If the $700 billion Wall Street bailout means preserving jobs in this country; that is, preventing the unemployment rate from exceeding 10 percent, we've got to go for it.
A viable bailout plan must contain congressional oversight and "workouts" for homeowners, not to mention keeping an eye on CEO compensation.
More important than McCain being an idiot is the fact that he's an erratic idiot.
Whether we like golden parachutes or not, the current financial crisis is about jobs and American productivity. If it can be shown that unemployment will skyrocket, well then, they've got us by the balls. We have to spend the money to keep the country from going down the tubes.
However, any substantial bailout will ultimately lead to higher taxes and/or inflation, which means an increased cost of living. But, the bulk of us will be working-- yes, struggling-- yet somehow still getting through this. Better than selling apples on the corner, not?

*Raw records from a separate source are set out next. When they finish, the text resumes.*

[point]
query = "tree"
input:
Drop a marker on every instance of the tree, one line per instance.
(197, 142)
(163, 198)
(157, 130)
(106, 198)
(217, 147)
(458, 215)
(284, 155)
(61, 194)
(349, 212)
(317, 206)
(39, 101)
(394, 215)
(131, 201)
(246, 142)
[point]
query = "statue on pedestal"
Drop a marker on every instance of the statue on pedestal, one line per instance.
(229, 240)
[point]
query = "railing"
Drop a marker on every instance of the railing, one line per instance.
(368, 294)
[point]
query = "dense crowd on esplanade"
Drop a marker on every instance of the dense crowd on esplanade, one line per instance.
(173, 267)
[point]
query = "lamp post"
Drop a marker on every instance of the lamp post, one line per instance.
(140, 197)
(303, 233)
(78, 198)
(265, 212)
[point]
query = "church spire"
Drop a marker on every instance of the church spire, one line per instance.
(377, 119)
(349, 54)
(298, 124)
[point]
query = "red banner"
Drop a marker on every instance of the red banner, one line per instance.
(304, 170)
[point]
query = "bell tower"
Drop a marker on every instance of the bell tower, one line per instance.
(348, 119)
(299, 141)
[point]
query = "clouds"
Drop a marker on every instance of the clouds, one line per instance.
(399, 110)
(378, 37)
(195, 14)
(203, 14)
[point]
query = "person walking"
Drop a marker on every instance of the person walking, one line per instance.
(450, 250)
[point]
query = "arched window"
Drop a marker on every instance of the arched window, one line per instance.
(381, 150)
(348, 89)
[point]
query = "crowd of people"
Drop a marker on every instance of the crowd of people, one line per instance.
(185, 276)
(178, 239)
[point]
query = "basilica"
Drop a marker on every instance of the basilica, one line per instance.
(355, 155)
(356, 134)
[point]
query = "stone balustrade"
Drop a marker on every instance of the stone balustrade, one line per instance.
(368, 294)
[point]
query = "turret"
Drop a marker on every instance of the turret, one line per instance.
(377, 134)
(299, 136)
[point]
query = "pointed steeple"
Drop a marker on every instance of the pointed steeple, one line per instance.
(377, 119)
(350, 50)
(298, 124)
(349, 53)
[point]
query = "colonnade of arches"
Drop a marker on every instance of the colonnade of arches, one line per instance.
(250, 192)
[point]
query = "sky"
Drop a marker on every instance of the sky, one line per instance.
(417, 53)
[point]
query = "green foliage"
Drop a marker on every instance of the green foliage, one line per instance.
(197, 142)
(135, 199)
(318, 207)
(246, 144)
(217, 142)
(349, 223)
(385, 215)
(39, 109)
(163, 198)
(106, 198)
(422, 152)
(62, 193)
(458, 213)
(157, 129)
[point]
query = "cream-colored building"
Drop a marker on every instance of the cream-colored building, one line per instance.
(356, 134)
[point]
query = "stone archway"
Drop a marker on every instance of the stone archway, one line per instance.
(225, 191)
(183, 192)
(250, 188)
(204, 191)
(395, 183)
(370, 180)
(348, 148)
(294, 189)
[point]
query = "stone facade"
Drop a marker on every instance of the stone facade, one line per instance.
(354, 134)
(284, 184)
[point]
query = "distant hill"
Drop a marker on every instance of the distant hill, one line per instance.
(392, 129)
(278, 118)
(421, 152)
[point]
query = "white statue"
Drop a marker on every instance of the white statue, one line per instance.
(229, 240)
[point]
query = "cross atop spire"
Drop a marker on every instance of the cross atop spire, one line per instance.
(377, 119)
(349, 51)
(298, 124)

The brains in this whole operation seems to be Bernanke, who's an expert in financial crises. His academic career has been spent studying the Great Depression, the problems of Japan in the 90s, the recent financial crisis in Sweden. His basic take on it all is that government has got to take action, dramatic action, to prevent a prolonged downturn. Can we trust Professor Bernanke?
What I'm surprised at is there have been no noticeable whistle blowers in the advent of this financial Three Mile Island. The tainted milk crisis in China is exposing concerned Chinese citizens and officials who tried to put a stop to the addition of melamine to baby milk. (Melamine is an industrial chemical used for tanning leather and making plastics which can artificially boost the supposed protein content of milk, dog food, etc.) Does this mean that nearly everyone in the U.S., with regard to the financial crisis, was either so duped or so stupid that they couldn't see this coming (i.e., making unqualified loans to millions of customers)?
McCain is showing himself to be a scarry dude in all this. He's thoroughly erratic, knee jerk, shoot from the hip, impulsive. You pick the appropriate adjective that describes him as unfit to hold high office. I mean he almost looks unstable, unhinged, confused, obfuscating, petulant, peevish. Wait, let me get out my thesaurus.
Oh yeah: bad-tempered, cantankerous, crabbed, cranky, cross, disagreeable, fretful, grouchy, grumpy, ill-tempered, irascible, irritable, nasty, querulous, snappish, snappy, surly, testy, ugly, waspish.
And those may be his positive qualities.